For the plan to work, it will require countries to surrender a degree of sovereignty over supervising their banks. This has long been a national responsibility and the proposal has already led to tensions with Germany and Britain.
A banking union foresees three steps: the ECB gets the power to monitor all euro zone banks and others in the wider EU that agree to the oversight; the establishment of a fund to close troubled banks; and a fully fledged scheme to protect citizens’ deposits across the euro zone.
Establishing a common framework for dealing with problem banks would mark a departure from the previously haphazard approach taken by the euro zone’s 17 members that has frustrated investors and helped drive up borrowing costs for weaker states.
“The challenge is gigantic,” said Nicolas Veron, an expert in EU financial policy with think-tank Bruegel. “It’s not just banking union. Banking reform is part of a broader agenda of integration that has been made more pressing by the crisis.”
Handing powers of supervision to the ECB also unlocks the possibility of direct aid to banks from the euro zone’s permanent rescue scheme, the European Stability Mechanism (ESM), although it is not clear when Spain and others would benefit.
Under the terms of the proposal, the ECB would be put at the head of the current fragmented system of national regulators with the power to police, penalise and even close banks across the euro zone.
The ECB would also gain powers to monitor banks’ liquidity closely and require them to keep more capital to protect themselves against future losses.
Reaching agreement on the terms of the union could be complicated, delaying the introduction of the new regime beyond the target set by euro zone leaders of the beginning of next year.

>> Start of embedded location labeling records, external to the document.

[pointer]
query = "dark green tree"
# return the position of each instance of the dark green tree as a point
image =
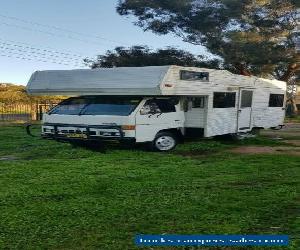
(251, 36)
(143, 56)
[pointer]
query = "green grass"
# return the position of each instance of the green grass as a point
(295, 119)
(55, 196)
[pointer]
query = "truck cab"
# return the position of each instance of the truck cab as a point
(158, 121)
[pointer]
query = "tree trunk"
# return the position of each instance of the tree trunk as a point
(292, 68)
(241, 68)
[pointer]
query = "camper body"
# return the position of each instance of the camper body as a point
(159, 104)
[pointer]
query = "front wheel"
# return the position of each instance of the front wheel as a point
(164, 141)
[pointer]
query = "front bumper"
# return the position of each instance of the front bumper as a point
(83, 132)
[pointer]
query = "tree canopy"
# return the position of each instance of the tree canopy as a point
(143, 56)
(251, 37)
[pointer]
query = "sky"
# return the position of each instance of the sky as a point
(57, 34)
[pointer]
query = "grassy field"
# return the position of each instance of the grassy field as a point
(55, 196)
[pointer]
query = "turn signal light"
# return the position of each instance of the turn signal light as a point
(128, 127)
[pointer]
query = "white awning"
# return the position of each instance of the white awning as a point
(103, 81)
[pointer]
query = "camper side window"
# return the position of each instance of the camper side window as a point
(155, 106)
(224, 99)
(276, 100)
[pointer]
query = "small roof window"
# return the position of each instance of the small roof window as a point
(194, 76)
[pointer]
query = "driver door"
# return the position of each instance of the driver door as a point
(155, 115)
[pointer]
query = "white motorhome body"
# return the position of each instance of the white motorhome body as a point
(215, 101)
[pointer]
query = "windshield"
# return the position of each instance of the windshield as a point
(97, 105)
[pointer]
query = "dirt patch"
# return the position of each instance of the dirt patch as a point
(266, 150)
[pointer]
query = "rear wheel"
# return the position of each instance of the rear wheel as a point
(164, 141)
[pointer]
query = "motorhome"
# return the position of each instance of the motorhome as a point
(158, 105)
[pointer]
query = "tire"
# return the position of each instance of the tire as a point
(164, 141)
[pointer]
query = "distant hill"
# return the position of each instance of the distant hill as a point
(13, 93)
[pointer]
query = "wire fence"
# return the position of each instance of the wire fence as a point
(24, 112)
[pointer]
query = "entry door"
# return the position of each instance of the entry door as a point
(245, 110)
(157, 114)
(195, 115)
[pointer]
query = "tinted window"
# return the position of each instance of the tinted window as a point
(276, 100)
(246, 99)
(194, 76)
(197, 102)
(224, 100)
(158, 106)
(97, 106)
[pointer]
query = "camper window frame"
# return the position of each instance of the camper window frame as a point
(204, 75)
(226, 103)
(275, 101)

Germany, the euro zone’s economic heavyweight, is opposed to allowing the ECB supervise all euro zone lenders.
Berlin says the central bank will be overstretched if it has to monitor all 6,000 euro zone banks. Commission officials argue that even small banks can cause a wider crisis, as happened at Britain’s Northern Rock.

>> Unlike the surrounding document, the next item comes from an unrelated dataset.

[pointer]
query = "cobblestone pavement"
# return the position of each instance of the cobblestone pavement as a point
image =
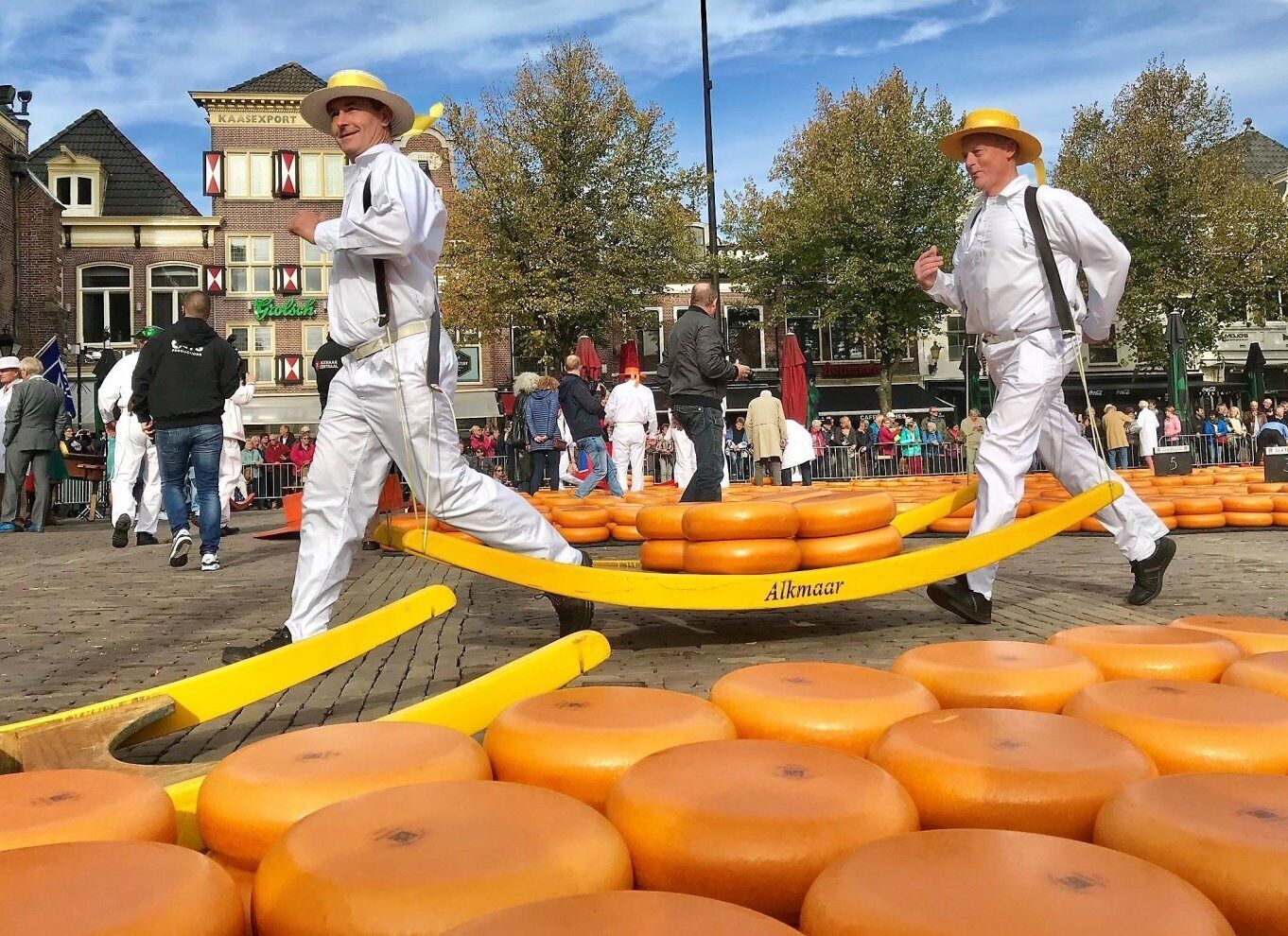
(84, 622)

Outside the euro zone, Britain is also concerned. Although it will not join the scheme, many international banks in London have operations in the euro zone which will be affected by the ECB’s new supervisory reach.
London is also worried that the ECB, emboldened by its new powers, will demand regulation that could undermine the city’s position as the European financial capital. Similar concerns are shared by countries such as Sweden.
A draft document lays down a phasing in of this supervision over one year and says the ECB should be able to police all banks. The ECB should begin monitoring half of the euro zone banking sector from the middle of next year.
International banks are also apprehensive. The Association for Financial Markets in Europe, which represents banks including Deutsche Bank and HSBC, warned against “driving a wedge” between those countries inside the banking union and those that stay out.
“If there were to be a hint of restrictions on conducting euro transactions in London, for example, that would be a concern,” Andrew Gowers, a spokesman for AFME said. “Banks do not want to be told where they can or cannot conduct business.”